И сразу же заиграла, радуясь новой слушательнице, слушательнице столь благодарной, да еще, по всей видимости, не обиженной вкусом. Она до тех пор играла, пока по глазам Фанни, устремленным за окно, где как будто уже распогодилось, поняла, как следует поступить.
— Еще четверть часа, и тогда будет видно, не польет ли опять, — сказала мисс Крофорд. — Не убегайте при первом же просвете. Вон те тучи внушают опасения.
— Но они прошли, — отвечала Фанни. — Я за ними наблюдала. Это все идет с юга.
— С юга ли, с севера, туча есть туча, и, пока она нависает, вам лучше обождать. И к тому же я хочу сыграть вам еще кое-что, очень милую вещицу, ваш кузен Эдмунд ее любит больше всего. Непременно останьтесь и послушайте любимую пьесу вашего кузена.

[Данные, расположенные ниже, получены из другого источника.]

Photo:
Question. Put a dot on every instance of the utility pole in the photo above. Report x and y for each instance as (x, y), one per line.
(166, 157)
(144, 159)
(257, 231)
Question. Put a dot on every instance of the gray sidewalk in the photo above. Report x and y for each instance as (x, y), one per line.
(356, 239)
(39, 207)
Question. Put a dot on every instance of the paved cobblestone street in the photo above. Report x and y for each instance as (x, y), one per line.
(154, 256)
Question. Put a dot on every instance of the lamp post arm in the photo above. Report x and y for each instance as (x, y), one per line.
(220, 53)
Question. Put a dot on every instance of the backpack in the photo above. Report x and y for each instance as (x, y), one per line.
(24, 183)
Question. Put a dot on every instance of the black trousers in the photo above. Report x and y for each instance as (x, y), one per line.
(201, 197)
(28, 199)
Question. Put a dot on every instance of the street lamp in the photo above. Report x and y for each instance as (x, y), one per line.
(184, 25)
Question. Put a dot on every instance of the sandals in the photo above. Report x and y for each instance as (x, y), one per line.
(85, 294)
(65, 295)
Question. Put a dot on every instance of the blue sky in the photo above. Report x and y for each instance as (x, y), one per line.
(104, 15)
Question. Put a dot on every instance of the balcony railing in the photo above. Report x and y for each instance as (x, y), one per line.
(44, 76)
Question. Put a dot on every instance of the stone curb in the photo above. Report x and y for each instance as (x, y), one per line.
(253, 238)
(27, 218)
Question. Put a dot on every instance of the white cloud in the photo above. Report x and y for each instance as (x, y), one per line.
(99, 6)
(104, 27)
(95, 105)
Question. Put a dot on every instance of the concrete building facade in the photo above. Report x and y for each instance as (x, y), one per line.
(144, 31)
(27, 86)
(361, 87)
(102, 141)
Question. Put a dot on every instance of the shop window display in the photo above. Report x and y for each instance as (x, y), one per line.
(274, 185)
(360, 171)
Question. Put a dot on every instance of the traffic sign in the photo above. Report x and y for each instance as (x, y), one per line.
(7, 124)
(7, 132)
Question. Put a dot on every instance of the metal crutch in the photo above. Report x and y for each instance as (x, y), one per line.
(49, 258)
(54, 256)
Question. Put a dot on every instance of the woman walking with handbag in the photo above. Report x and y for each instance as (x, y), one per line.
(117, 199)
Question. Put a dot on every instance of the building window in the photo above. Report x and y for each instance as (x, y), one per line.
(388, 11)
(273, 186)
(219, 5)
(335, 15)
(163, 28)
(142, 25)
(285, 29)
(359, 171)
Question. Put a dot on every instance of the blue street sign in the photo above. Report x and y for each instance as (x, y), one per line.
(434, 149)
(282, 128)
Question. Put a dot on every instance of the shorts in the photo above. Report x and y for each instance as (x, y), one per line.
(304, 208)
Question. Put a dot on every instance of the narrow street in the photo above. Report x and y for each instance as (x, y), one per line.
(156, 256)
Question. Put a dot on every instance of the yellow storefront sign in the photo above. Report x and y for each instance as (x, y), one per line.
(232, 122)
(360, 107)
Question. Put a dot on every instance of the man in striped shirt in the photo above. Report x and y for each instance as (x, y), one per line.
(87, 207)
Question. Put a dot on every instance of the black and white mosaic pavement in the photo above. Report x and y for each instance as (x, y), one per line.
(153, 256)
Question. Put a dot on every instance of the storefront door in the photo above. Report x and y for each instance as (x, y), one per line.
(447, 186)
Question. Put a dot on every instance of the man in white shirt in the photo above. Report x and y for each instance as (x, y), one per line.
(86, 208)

Фанни чувствовала, что и вправду надо послушать; и хотя ей не надобно было ждать таких слов, чтоб подумать об Эдмунде, но это напоминанье помогло особенно ясно представить его мысли и чувства, и ей вообразилось, как он снова и снова сидит в этой комнате, быть может, на том самом месте, где сидит сейчас она, с неустанным восхищеньем слушает любимую мелодию, исполняемую, как ей казалось, изысканно и выразительно; и хотя сама она слушала эту музыку с удовольствием, и рада была, что ей понравилось то, что нравится ему, когда музыка смолкла, ей захотелось уйти еще нетерпеливей, чем прежде; и поскольку это было очевидно, ее весьма любезно попросили побывать у них еще, заходить за ними всякий раз, как ей будет удобно, позволить им сопровождать ее на прогулке, заглядывать к ним, чтобы еще послушать арфу, и Фанни сочла это своим долгом, если только дома не станут возражать.